Another study of interest was led by the consortium “Infant Brain Imaging Study” (IBIS) [94]. The authors investigated whether infants at high familial risk for autism present early postnatal atypical brain volume. A deep learning algorithm used surface area at 6 and 12 months to successfully predict an early diagnosis of autism in infants at high risk of autism at 24 months (in-sample predictive value of 81%, no out-of-sample prediction accuracy provided). These results should be tempered by several major pitfalls. First, the diagnosis of ASD is very challenging at that early age. Second, the sample size was very small (15 high-risk infants diagnosed with autism at 24 months) and thus does not comply with the recommended practices for predictive modeling [46]. Third, the specificity of the results with respect to other NDDs was not assessed. A confirmation of the reproducibility of these results in a larger, external cohort would thus be much welcome.

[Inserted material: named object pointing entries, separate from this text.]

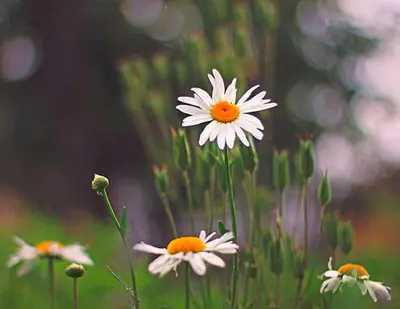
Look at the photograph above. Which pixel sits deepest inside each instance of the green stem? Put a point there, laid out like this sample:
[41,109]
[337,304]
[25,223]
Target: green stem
[298,293]
[250,201]
[52,283]
[167,208]
[305,213]
[126,246]
[278,290]
[189,197]
[75,284]
[234,227]
[187,286]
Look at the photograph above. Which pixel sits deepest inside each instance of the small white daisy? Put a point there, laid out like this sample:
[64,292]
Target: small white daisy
[227,118]
[351,274]
[28,254]
[194,250]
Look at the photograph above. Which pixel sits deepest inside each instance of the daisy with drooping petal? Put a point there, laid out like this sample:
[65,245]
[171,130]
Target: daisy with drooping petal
[195,250]
[354,274]
[28,254]
[227,118]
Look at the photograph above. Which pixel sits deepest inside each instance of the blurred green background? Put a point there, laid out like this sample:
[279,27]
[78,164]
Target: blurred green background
[90,87]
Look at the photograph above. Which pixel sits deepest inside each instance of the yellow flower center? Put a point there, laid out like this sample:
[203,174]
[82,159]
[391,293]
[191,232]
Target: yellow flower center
[225,112]
[348,270]
[185,245]
[45,246]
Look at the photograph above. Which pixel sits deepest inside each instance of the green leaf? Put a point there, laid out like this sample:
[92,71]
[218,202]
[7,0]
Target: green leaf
[122,221]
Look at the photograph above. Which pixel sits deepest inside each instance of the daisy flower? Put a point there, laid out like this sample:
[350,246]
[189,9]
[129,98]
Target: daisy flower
[351,274]
[227,118]
[195,250]
[28,254]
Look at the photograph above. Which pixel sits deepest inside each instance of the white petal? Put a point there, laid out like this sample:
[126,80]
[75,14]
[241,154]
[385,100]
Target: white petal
[254,120]
[378,291]
[230,94]
[149,249]
[331,273]
[219,85]
[331,284]
[256,100]
[209,237]
[246,95]
[230,135]
[189,100]
[197,263]
[195,120]
[221,138]
[190,110]
[76,254]
[239,132]
[212,259]
[249,127]
[203,95]
[259,108]
[208,130]
[214,133]
[158,263]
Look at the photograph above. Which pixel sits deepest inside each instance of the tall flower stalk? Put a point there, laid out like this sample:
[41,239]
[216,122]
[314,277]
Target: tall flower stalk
[100,185]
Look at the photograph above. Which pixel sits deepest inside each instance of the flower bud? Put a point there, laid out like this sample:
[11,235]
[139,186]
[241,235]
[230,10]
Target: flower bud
[324,191]
[276,256]
[249,157]
[99,183]
[346,237]
[75,271]
[161,179]
[307,159]
[281,169]
[331,230]
[181,149]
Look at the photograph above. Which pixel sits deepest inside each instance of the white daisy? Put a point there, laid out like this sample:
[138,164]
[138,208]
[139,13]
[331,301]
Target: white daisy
[227,118]
[28,254]
[194,250]
[354,274]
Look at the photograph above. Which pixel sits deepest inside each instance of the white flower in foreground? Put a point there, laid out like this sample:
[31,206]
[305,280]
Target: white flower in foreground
[28,254]
[194,250]
[227,118]
[354,274]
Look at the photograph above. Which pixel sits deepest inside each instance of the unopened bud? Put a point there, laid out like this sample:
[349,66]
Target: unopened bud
[276,256]
[324,191]
[75,271]
[181,149]
[331,230]
[99,183]
[281,169]
[346,237]
[249,157]
[161,179]
[307,159]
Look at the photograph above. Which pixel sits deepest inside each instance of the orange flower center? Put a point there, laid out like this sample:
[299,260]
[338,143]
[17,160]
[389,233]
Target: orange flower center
[348,270]
[225,112]
[185,245]
[44,247]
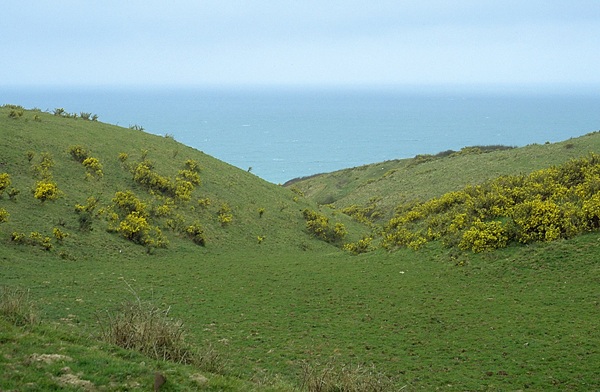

Overall, these results showed that applying prediction algorithms on large enough imaging data could be instrumental for the early detection of ASD and therefore early intervention. In line with the conclusions of previous reviews [31, 69], these studies also demonstrated the relevance of using imaging data as an intermediate phenotype between the biological cause (e.g., deletion of the gene content at the 16p11.2 chromosomal segment) and the associated phenotype (e.g., ASD, ADHD, intellectual disability).

3.2 Latent Space Decomposition and Subtyping Approaches Applied to NDDs

Complementary works are aiming to face clinical and biological heterogeneity in NDDs using a subtyping approach based on imaging data. Using hierarchical clustering methods on neuroanatomical data, Hong and colleagues [95] identified three distinct morphometric subtypes in ASD: ASD-I characterized by cortical thickening, increased surface area, and tissue blurring; ASD-II with cortical thinning and decreased geodesic distance; and ASD-III with increased geodesic distance. These groups were associated with gradual symptom severities and might help tackle the well-known clinical heterogeneity issue introduced in Subheading 1. The genetic contribution to the observed clinical heterogeneity was investigated across eight psychiatric conditions including ASD and ADHD [96] with common variants. Exploratory factor analysis (EFA) on GWAS cross-disorders’ summary results led to the identification of three genetically inter-related groups of disorders, explaining together 51% of the genetic variation across NDDs and psychiatric conditions. The first factor linked anorexia nervosa, OCD, and Tourette syndrome. The second one was associated with major depression, bipolar disorder, and schizophrenia. The last one encompassed early-onset NDDs (ASD, ADHD, Tourette syndrome) and major depression. Similar to EFA results, hierarchical genetic clustering identified the same three subgroups among the eight disorders. These methods therefore have a great potential to uncover new biologically relevant diagnostic categories.

Such overlaps across clinical diagnoses have also been characterized at the imaging level. Patel et al. [19] determined a common pattern of group differences in cortical thickness across six disorders—including ASD, OCD, ADHD, schizophrenia, bipolar, and major depression disorders—and their link with gene expression profiles. Analyses of correlation and clustering revealed a shared profile of differences across disorders with 48% of variance explained, associated with pyramidal-cell gene expression. Analyses of gene co-expression highlighted two pre- and postnatal clusters associated with this common brain profile of group differences, enriched with genes associated with these disorders. Kebets and colleagues [97] applied partial least square regression (PLSR) to resting-state fMRI and cognitive metrics in participants with either ASD, ADHD, schizophrenia, or bipolar disorders. They identified three latent components (general psychopathology, cognitive dysfunction, and impulsivity) with unique fMRI signatures. Connectivity patterns of the somatosensory-motor network were main drivers across the three components. Similar findings on the somatosensory-motor network have been observed by [98] and extended to rare genetic mutations that confer high risk for neuropsychiatric conditions. Kernbach et al. [42] designed a hierarchical Bayesian modeling framework to derive hidden disease dimensions from RS-fMRI data across a population of ADHD, ASD, and controls. Using these methods, the number of components is inferred from the data. They obtained 45 hidden components that were then reduced to 3 main factors for better interpretation. For each of these three identified factors, the authors characterized the associated fMRI coupling patterns and symptom measures from the clinical questionnaires. These brain-derived factors predicted the classification of subjects as ADHD, ASD, or control with an accuracy of 67%, computed using a variant of cross-validation called pre-validation described in [99]. This variant is expected to enable a fairer evaluation of the group labels than cross-validation, but still leaves room for errors compared to out-of-sample predictions [46].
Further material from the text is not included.